Re: Dia DTD's location? (And some related ramblings.)
- From: Hans Breuer <hans breuer org>
- To: anrdaemon freemail ru, discussions about usage and development of dia <dia-list gnome org>
- Subject: Re: Dia DTD's location? (And some related ramblings.)
- Date: Mon, 15 Feb 2016 19:09:19 +0100
Hi Andrey,
Am 15.02.2016 um 08:13 schrieb Andrey Repin <anrdaemon freemail ru>:
Greetings, All!
I've been toying around with XML parsing, and I've used Dia shape as a guinea
pig. This gave me some ideas, but first, a question:
Where's the Dia DTD's are located nowadays?

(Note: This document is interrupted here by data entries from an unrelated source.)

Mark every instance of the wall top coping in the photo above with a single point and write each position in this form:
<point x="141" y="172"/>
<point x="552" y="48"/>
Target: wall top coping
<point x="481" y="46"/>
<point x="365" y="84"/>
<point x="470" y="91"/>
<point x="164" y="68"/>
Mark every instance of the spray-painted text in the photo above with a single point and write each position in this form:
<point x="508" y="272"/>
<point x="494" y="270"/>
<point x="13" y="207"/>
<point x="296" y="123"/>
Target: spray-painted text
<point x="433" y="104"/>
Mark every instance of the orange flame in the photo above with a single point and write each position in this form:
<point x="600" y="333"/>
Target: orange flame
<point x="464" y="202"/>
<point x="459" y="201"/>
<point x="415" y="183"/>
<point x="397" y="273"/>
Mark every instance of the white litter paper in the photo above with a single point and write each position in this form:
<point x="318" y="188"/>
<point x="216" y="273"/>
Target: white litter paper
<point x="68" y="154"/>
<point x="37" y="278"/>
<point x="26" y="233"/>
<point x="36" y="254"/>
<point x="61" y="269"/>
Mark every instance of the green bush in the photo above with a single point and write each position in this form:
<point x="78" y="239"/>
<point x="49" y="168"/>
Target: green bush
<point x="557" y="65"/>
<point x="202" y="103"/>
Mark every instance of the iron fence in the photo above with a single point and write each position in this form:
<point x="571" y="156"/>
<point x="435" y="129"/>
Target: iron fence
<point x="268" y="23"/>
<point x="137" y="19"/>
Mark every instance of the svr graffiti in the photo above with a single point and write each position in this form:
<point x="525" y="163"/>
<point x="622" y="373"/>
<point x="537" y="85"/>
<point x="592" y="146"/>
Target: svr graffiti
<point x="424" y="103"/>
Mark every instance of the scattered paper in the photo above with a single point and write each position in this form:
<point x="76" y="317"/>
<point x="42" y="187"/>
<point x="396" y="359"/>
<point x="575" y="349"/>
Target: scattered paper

https://git.gnome.org/browse/dia/tree/doc/shape.dtd
http://www.daa.com.au/~james/dia-shape-ns seems to be down, and has been down
for quite a while.
Yes.
Now, to the shapes themselves.
I think, people subscribed to the list had seen this (well, similar) one
<shape xmlns="http://www.daa.com.au/~james/dia-shape-ns"
xmlns:dia="http://www.daa.com.au/~james/dia-shape-ns"
xmlns:svg="http://www.w3.org/2000/svg">
<name>Custom - Styles mix</name>
<svg svg:width="300px" svg:height="300px" svg:viewBox="0 0 3 3">
<circle
dia:style="stroke: foreground;"
svg:style="fill: yellow; fill-opacity: 255; stroke-width: 0.1; stroke-dasharray: 1 0.75;
stroke-dashoffset: .5;"
cx="1.5" cy="1.5" r="0.5"/>
</svg>
</shape>
This was posted as a proposed concept to the request about separating
decoration colors from diagram object properties.
Apparently I missed that discussion or can’t remember it…
Now, how about this one?
<?xml version="1.0" encoding="UTF-8"?>
<!DOCTYPE shape PUBLIC "-//Dia//DTD Dia shape 1.0//EN" "http://www.daa.com.au/~james/dia-shape-ns">
<shape
xmlns:dia="http://www.daa.com.au/~james/dia-shape-ns"
xmlns:svg="http://www.w3.org/2000/svg">
<name>Custom - Styles mix</name>
<?dia python.script();?>
<svg svg:width="300px" svg:height="300px" svg:viewBox="0 0 3 3">
<circle
dia:style="stroke: foreground;"
svg:style="fill: yellow; fill-opacity: 255; stroke-width: 0.1; stroke-dasharray: 1 0.75;
stroke-dashoffset: .5;"
cx="1.5" cy="1.5" r="0.5"/>
</svg>
</shape>
Advantages are quite many.
1. Upfront valid XML.
2. Clear separation of object design from object attributes.
3. Embedded scripting! Seriously. XML lets you embed parsing instructions!
Sorry, I don’t understand any of your proposed advantages.